Frequently Asked Questions (FAQ)

  1. Does Mozzie replace agents like Claude Code or Gemini CLI? No, Mozzie is an orchestrator. It is designed to work with your existing agents. It handles the "plumbing"—worktrees, task queuing, and context management—so you can run those agents more efficiently in parallel.

  2. Where are my API keys and code data stored? Mozzie is local-first. Your code stays on your machine in standard Git worktrees. Metadata is stored in a local SQLite database.
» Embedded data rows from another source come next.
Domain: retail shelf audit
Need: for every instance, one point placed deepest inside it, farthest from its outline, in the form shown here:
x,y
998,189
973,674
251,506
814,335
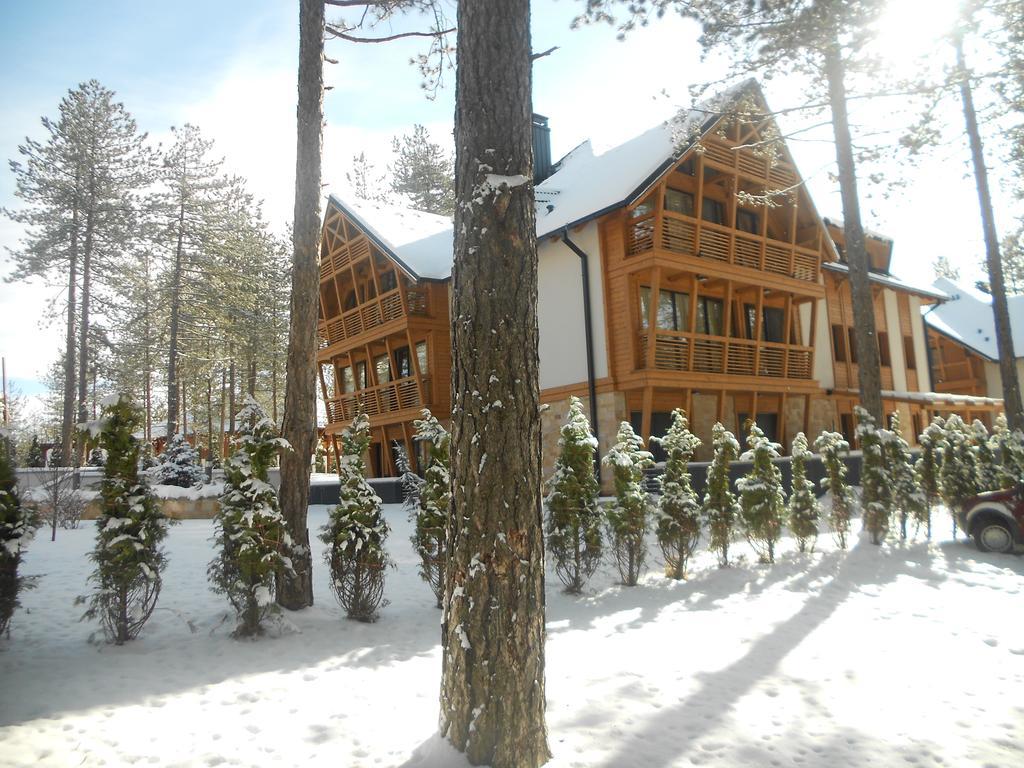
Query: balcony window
x,y
713,211
748,221
382,367
402,363
679,202
421,356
API keys are managed securely through the operating system's native keychain, ensuring that your credentials are never exposed in plaintext.

  3. How does Mozzie handle agent errors or failures? Mozzie tracks the process lifecycle of every agent. If an agent fails or produces an error, the work item transitions back to a "Ready" state. You can then provide feedback, and Mozzie will re-inject that context into the next run, allowing the agent to self-correct based on your instructions.